Patent Shows Google Book Scanning a Musical Process

Google was granted a patent today on one aspect of a book scanning process that raises the question what kind of music helps someone scan books best.

The patent is Pacing and error monitoring of manual page turning operator (US Patent 7,619,784), which lists Joseph K. O’Sullivan, R. Alexander Proudfoot, and Christopher R. Uhlik as inventors. Note the cameras and speakers above a book in a scanning cradle, in the image below from the patent:

Images from US Patent 7,619,784, granted to Google, showing a book in a cradle with cameras and speakers in a top image, and a person sitting at a manual scanning desk in a bottom image.

The patent was originally filed on June 30, 2003, and describes how a musical tempo might be used to help someone manually turning pages while scanning books. The abstract from the patent reads as follows:

Systems and methods for pacing and error monitoring of a manual page turning operator of a system for capturing images of a bound document are disclosed. The system includes a speaker for playing music having a tempo and a controller for controlling the tempo based on an imaging rate and/or an error rate. The operator is influenced by the music tempo to capture images at a given rate.

Alternative or in addition to audio, error detection may be implemented using OCR to determine page numbers to track page sequence and/or a sensor to detect errors such as object intrusion in the image frame and insufficient light.

The operator may be alerted of an error with audio signals and signaled to turn back a certain number of pages to be recaptured. When music is played, the tempo can be adjusted in response to the error rate to reduce operator errors and increase overall throughput of the image capturing system. The tempo may be limited to a maximum tempo based on the maximum image capture rate.

While we don’t know for certain that Google is using this process as described in the patent, there have been a few sites that have shown errors in Google Books that include images of hands turning pages.

The patent tells us of least three related patents from Google involving book scanning:

  • Moveable Document Cradle for Facilitating Imaging of Bound Documents
  • Acquiring and Using Three-Dimensional Information in a Document Scanning System
  • Imaging Opposing Bound Pages at High Speed Using Multiple Cameras

Why would Google manually scan books and magazines and other bound documents instead of using an automated process?

One reason would be to protect the documents themselves from flat-bed scanners that might damage the spines and bindings of books. The inventors behind the patent also tell us that automated page turning systems often require someone to manually turn the pages of books and magazines.

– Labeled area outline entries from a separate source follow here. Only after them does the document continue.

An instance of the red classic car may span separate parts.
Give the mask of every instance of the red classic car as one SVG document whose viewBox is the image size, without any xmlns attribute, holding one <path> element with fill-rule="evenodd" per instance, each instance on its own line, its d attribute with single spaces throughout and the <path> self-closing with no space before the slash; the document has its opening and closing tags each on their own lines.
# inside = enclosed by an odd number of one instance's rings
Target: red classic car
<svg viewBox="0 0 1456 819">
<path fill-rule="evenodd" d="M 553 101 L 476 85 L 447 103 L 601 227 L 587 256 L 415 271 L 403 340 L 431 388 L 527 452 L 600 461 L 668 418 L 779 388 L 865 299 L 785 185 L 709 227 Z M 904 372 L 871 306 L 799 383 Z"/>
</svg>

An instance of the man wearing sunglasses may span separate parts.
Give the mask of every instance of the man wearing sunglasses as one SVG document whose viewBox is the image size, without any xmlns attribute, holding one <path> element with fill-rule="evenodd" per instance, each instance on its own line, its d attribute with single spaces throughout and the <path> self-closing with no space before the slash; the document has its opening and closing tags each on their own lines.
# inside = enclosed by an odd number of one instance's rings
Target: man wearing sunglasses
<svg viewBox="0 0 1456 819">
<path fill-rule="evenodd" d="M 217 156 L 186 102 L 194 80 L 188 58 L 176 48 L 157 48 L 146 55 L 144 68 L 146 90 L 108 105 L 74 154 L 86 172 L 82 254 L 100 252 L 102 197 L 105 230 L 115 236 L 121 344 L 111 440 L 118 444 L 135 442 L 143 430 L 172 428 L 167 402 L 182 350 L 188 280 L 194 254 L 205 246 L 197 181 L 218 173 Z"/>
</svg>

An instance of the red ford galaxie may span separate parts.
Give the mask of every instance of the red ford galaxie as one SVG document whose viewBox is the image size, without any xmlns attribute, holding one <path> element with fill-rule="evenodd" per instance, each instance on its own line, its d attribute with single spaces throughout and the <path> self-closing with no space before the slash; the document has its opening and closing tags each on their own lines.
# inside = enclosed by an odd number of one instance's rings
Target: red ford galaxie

The patent goes into a fair amount of detail on how musical tempos might be used to help a manual scanner keep up a certain pace in turning pages, and how audio messages might be used to notify people scanning of errors on previous pages, including the appearance of hands and arms in images of those pages.

Of course, I’m curious as to whether people are listening to country, classical, hip hop, or rock, but we aren’t told in the patent if actual songs are used in the scanning of books.